Background: Why Midland and Cushing crudes have traded out of line
Midland crude had historically traded in line with WTI, as the above graph shows. However, over the past few years Permian production has ramped up significantly. Consequently, any disruption in takeaway capacity, which had been tight, caused spreads to blow out. For instance, if a pipeline that normally takes crude out of the Permian goes down for some reason, the crude must be redirected to other pipelines or find other transport. If these other options are fully used, it could cause a temporary glut of Permian crude, pushing prices downward. Plus, takeaway capacity in the Permian had lagged growth in production for some time, which had caused a price divergence between WTI Midland and WTI Cushing. Companies in the Permian generally receive a price closer to WTI Midland crude than WTI Cushing, so this price divergence had hit the revenues of Permian producers.
Midland has traded at points at a slight premium to Cushing, as infrastructure such as Magellan Midstream Partners’ (MMP) Longhorn pipeline have started service and helped to alleviate bottlenecks in the area. Also, Sunoco’s Permian Express Pipeline and the reversal of Magellan Midstream Partners’ Longhorn Pipeline are allowing more crude from the Permian Basin in West Texas to flow directly to the Gulf Coast, where much refining capacity sits, and bypassing the glut of crude that has accumulated at the Cushing storage hub.
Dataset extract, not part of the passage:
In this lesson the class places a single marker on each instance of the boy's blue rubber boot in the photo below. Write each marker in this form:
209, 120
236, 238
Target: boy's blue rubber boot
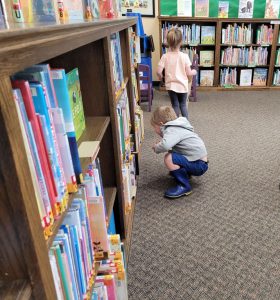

The spread has recently widened again
Since early October, the spread between WTI Midland and WTI Cushing widened from near par to as wide as $7 per barrel. Currently, Midland trades around $4 per barrel below Cushing.
Pioneer Natural Resources (PXD) commented that this may have been a result of some disruptions on the Longhorn Pipeline, which is operated by Magellan Midstream Partners (MMP). The Longhorn Pipeline carries crude oil from West Texas (the Permian Basin region) to the Gulf Coast, where much refining capacity is. PXD noted that the Longhorn Pipeline was set to ramp up to 225,000 barrels per day, but “had some hiccups getting up to their full 225.” Also, an outage at a refinery in the Texas Panhandle affected demand for some Permian Basin crude, causing the spread to widen. PXD also commented that the takeaway capacity for Permian crude is still “very, very tight and will be tight until the next pipeline comes on mid 2014 and then two more in the first half of 2015, and so every time there’s a hiccup… it blows out.”
Though the spread between Midland and Cushing crude closed in earlier this year, in recent weeks, it has widened again. Further disruptions to Permian takeaway capacity could impact revenues of companies with production there. More capacity coming online, such as the reversal of the Longhorn Pipeline, can mitigate these risks. Investors holding names with Permian exposure such as CXO, LPI, PXD, and EOG may find it prudent to monitor the Midland-WTI spread. Also, several names with Permian exposure can be found in the Vanguard Energy ETF (VDE) and SPDR Oil & Gas Exploration & Production ETF (XOP).